LaFalce had plenty of chances to say the same thing at the White House, where Bush invited him to several bill signings and state dinners as well as a more intimate gathering that ended with a tour of the president's private quarters.
There, LaFalce couldn't help but notice that he and the patrician president had something in common: They both had humidifiers in their bedrooms. And there, Bush noted that the White House staff wouldn't let him do much of anything in the kitchen, save for putting bread in the toaster in the morning.
"He never lorded it over you that he was president," LaFalce said.
The GOP power player
Gioia, then the president of the pasta company that bore his family name, met Bush when he traveled to Buffalo for a Republican fundraiser when he was beginning his first race for the presidency in 1979.
"I sat next to him and just had a lovely chat," Gioia recalled. "He was so down to earth and so unpretentious. And a few days later, I received this beautiful handwritten note."
Bush used handwritten notes as political currency, building connections in that old-fashioned, personal way.
Gioia got several of those notes over the years, but that's not all Bush did to win over Gioia, perhaps the top Buffalo-area fundraiser for Republicans in the past several decades.
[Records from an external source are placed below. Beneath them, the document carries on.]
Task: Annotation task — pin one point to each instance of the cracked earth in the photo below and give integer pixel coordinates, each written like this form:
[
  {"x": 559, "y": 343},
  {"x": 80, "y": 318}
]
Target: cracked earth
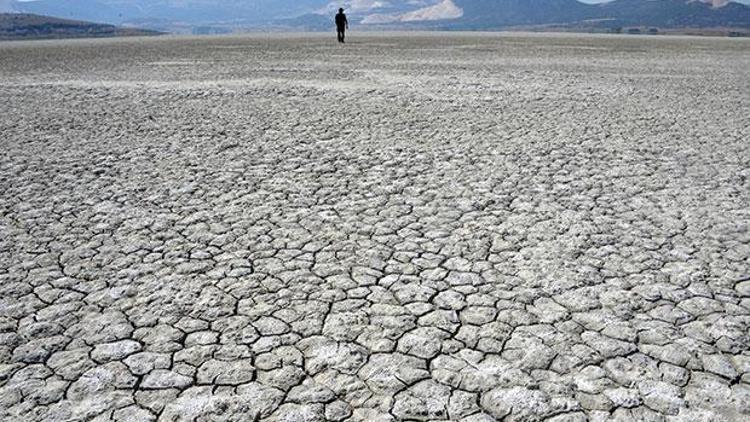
[{"x": 454, "y": 227}]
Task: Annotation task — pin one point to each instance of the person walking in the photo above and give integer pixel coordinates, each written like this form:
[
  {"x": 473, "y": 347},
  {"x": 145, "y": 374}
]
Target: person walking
[{"x": 341, "y": 25}]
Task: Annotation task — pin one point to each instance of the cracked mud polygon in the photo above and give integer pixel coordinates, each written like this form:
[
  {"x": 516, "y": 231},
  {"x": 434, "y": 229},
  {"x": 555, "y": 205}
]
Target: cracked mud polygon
[{"x": 408, "y": 227}]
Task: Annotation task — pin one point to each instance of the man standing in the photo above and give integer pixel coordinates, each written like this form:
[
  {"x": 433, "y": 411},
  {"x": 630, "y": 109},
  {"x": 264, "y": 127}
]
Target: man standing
[{"x": 341, "y": 25}]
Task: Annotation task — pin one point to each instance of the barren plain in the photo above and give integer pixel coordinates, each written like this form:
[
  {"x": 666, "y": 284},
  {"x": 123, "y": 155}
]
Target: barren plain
[{"x": 409, "y": 227}]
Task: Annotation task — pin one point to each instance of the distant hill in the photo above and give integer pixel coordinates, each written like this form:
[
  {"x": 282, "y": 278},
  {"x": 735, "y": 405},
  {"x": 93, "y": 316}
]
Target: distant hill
[
  {"x": 17, "y": 26},
  {"x": 394, "y": 14},
  {"x": 498, "y": 14}
]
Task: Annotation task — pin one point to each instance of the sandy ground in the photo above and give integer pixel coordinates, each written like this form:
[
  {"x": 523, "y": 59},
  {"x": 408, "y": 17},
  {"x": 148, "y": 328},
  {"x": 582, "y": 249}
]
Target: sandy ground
[{"x": 411, "y": 226}]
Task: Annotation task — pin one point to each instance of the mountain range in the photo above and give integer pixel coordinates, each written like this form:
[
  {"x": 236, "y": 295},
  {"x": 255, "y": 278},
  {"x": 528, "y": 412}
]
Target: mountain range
[
  {"x": 415, "y": 14},
  {"x": 17, "y": 26}
]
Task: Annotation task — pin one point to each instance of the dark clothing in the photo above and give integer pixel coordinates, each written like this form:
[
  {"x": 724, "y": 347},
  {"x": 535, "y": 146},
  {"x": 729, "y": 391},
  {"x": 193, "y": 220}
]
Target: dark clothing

Gioia met with Bush when he served as Ronald Reagan's vice president, backed Bush's 1988 bid for the presidency and later met with him as Bush's son ran for president in 2000. Gioia would go on to be one of George W. Bush's top fundraisers and to serve as ambassador to Malta.
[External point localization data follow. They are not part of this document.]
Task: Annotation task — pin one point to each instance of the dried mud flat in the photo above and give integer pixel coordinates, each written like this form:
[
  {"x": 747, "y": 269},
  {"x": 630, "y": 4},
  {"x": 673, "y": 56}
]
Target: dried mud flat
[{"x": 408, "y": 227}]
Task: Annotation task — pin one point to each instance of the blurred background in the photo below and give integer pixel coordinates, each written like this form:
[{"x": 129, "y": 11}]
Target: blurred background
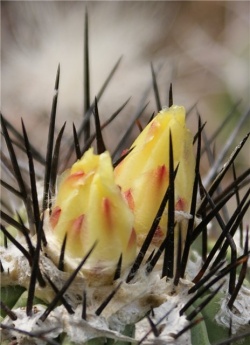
[{"x": 202, "y": 47}]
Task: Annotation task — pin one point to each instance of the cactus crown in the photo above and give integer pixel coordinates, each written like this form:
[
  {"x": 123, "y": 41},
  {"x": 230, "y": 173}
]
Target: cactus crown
[{"x": 118, "y": 250}]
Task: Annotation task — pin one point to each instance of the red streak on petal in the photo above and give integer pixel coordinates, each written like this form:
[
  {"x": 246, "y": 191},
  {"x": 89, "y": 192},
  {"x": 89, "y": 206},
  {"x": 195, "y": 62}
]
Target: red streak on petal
[
  {"x": 130, "y": 200},
  {"x": 106, "y": 206},
  {"x": 54, "y": 218},
  {"x": 132, "y": 239},
  {"x": 152, "y": 129},
  {"x": 77, "y": 224},
  {"x": 161, "y": 174},
  {"x": 158, "y": 233},
  {"x": 75, "y": 176},
  {"x": 180, "y": 205}
]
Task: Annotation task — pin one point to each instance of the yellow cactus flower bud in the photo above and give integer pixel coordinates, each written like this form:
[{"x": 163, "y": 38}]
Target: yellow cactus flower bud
[
  {"x": 144, "y": 175},
  {"x": 90, "y": 207}
]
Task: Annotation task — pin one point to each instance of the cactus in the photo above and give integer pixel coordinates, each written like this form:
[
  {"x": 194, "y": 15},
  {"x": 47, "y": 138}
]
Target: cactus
[{"x": 118, "y": 251}]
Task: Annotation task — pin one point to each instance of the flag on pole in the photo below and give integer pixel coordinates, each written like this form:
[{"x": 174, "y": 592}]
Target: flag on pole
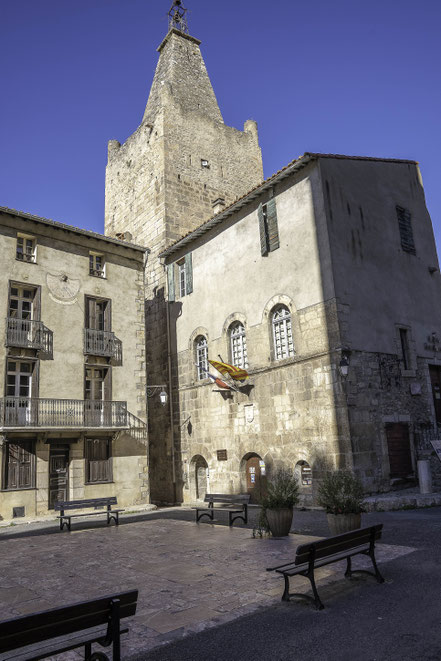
[{"x": 236, "y": 373}]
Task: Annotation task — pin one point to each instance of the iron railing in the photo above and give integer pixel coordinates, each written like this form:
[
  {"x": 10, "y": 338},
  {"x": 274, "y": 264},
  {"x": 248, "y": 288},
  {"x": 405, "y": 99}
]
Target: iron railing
[
  {"x": 23, "y": 412},
  {"x": 29, "y": 334},
  {"x": 103, "y": 343}
]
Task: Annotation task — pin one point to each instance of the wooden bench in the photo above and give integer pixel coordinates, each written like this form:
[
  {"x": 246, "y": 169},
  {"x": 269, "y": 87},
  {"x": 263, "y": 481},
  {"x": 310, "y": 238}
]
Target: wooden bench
[
  {"x": 18, "y": 634},
  {"x": 65, "y": 519},
  {"x": 237, "y": 506},
  {"x": 326, "y": 551}
]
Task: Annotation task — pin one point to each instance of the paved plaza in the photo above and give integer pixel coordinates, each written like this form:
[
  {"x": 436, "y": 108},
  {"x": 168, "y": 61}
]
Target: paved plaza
[{"x": 190, "y": 577}]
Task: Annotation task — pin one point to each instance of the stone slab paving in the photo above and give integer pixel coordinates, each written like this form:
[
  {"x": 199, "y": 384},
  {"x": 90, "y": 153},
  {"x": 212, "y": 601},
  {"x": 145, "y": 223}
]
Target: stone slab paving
[{"x": 189, "y": 576}]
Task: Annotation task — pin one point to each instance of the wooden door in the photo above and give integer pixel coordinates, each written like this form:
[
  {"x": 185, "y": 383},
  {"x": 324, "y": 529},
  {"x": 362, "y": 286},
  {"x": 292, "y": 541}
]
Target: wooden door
[
  {"x": 58, "y": 475},
  {"x": 256, "y": 478},
  {"x": 435, "y": 379},
  {"x": 398, "y": 443}
]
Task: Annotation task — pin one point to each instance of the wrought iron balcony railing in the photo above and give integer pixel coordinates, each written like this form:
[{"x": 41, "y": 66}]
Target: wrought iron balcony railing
[
  {"x": 103, "y": 343},
  {"x": 29, "y": 334},
  {"x": 24, "y": 412}
]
The elder Bush traveled to Buffalo during his son's campaign in 2000, and Gioia once again got to witness his personal charm, this time at Roswell Park Comprehensive Cancer Center.
"He was just a gracious, gracious man," Gioia said. "I asked him to come down to Roswell Park, and he did, and he toured Roswell and met with the patients and staff."
Bush also turned on the charm at a fundraising party at Gioia's home, and Gioia was by no means the only one to notice.
"My mother went crazy" upon meeting the 41st president, Gioia recalled.